II - Cantos interlecionais - São os que ficam entre as leituras bíblicas (O salmo responsorial e a aclamação ao Evangelho).
III - Cantos fixos ou ordinários - Os que não variam com o tempo litúrgico ou a festa (O "Senhor, tende piedade" (Kyrie), O Glória, o Creio, o Santo e o Cordeiro de Deus).
IV - Cantos próprios - Os que variam de acordo com o tempo litúrgico, festa ou solenidade.
V - Cantos litânicos - Os que têm a forma de ladainha ("Senhor, tende piedade" e Cordeiro de Deus).
VI - Cantos antifonais ou alternados - Os que se cantam alternando-se: coro e povo, homens e mulheres (O canto alternado ou antifonal embeleza muito a celebração, mas quase não se pratica. A criatividade pastoral deveria usar mais este recurso).
VII - Cantos responsoriais - No canto responsorial, as estrofes são cantadas pelo coral ou por um solista, aqui chamado então salmista. O povo só participa com o refrão.

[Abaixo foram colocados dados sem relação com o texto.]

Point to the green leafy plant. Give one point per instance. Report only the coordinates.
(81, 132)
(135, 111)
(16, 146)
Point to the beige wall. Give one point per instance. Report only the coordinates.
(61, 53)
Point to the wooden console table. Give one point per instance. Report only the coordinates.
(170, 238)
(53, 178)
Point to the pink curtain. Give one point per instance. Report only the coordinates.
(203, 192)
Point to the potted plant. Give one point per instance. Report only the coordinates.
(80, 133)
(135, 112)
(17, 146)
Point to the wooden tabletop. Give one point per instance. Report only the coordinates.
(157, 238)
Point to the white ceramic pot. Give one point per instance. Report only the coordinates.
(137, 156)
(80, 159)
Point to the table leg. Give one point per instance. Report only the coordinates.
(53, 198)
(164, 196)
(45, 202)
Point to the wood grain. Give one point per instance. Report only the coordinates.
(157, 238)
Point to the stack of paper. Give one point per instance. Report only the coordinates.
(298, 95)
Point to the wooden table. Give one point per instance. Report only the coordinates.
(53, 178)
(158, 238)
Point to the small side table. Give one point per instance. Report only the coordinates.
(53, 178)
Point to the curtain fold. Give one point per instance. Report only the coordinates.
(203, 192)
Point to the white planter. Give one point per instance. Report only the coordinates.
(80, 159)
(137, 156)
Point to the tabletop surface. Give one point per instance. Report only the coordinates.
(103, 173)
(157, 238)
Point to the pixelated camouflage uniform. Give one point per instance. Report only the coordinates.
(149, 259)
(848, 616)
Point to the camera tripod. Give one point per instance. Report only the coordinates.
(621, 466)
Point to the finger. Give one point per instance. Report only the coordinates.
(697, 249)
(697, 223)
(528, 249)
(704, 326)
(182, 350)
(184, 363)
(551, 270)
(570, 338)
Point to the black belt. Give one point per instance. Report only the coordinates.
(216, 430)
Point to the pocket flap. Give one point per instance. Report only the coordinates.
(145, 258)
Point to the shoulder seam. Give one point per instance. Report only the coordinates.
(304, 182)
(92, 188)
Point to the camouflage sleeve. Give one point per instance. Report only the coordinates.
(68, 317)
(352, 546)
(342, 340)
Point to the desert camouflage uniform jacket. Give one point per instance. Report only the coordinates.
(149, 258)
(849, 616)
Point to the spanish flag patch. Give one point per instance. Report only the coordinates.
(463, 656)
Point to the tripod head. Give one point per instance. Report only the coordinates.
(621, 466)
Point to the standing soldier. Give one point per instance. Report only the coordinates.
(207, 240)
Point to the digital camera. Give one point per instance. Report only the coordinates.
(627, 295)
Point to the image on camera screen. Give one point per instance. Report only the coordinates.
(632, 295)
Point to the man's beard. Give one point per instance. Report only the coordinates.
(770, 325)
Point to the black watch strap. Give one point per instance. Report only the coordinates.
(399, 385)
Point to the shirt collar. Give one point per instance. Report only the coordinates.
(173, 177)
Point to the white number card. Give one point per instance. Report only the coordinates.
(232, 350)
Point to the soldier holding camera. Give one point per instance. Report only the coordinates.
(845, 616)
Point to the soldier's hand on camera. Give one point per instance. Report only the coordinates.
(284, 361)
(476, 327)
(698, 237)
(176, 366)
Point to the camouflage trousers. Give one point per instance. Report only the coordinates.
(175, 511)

Exemplo de canto responsorial é o salmo depois da primeira leitura.
Cantos suplementares
Há ainda na liturgia da missa alguns cantos, chamados então suplementares, para os quais não existe uma norma específica, principalmente quanto ao texto. São cantos, pois, sem muita importância litúrgica, mas que estão muito presentes nas celebrações. Tais são:
• O canto de apresentação das oferendas
• O canto de ação de graças após a comunhão (nome impróprio, pois o Missal não fala de "ação de graças" após a comunhão, mas de louvor)
• O canto de acolhida da Bíblia (muito valorizado pelas comunidades)
• O canto da paz
• O canto das aclamações da Oração Eucarística
• O canto final ou de despedida.
Para um estudo mais completo do que aqui se propõe, queremos também referir-nos às situações rituais dos cantos, que são ainda mais importantes que a sua simples distinção genérica. Podemos assim descrevê-las:
I - Situações hínicas - Aqui os cantos são de estrofes iguais, com a mesma melodia, na estrutura de hinos. Geralmente, os cantos processionais têm esta característica.
II - Situações meditativas - Incluem-se, nesta categoria, o Salmo Responsorial e o canto de louvor após a comunhão.
III - Situações aclamativas - O canto de aclamação ao Evangelho e as aclamações da Oração Eucarística, como também o "Amém" da doxologia final. Inclui-se também, aqui, a aclamação após a consagração ("Todas as vezes..."), ou outra.
IV - Situações proclamativas - A abertura pelo presidente, a resposta da assembléia, as orações presidenciais, o relato da Ceia, o prefácio, a profissão de fé, como também os "Amém" após as orações presidenciais. Neste caso, o canto aqui é a cantilena ou o recitativo.
V - Situações litânicas - São aquelas em que o canto se completa com a resposta do povo. Assim são os cantos do rito penitencial e do Cordeiro de Deus.
Sabemos que a liturgia ocupa lugar de destaque na Igreja, sendo mesmo fonte primária de espiritualidade, nas palavras do Concílio Vaticano II. Por isso, deve-se dar ênfase às razões do nosso cantar. E quais são essas razões? Podemos dizer que são, principalmente, as quatro referidas a seguir, em dimensões objetivas da fé. Ei-las:
De ordem teológica: Celebrar a ação de Deus em nossa vida, como pura gratuidade
De ordem cristológica: Celebrar o Mistério Pascal do Senhor, na alegria dos aleluias pascais
De ordem pneumatológica: Cantar no Espírito as maravilhas de Deus, operadas no seu povo
De ordem eclesiológica: Cantar em comunidade, como povo eleito e redimido.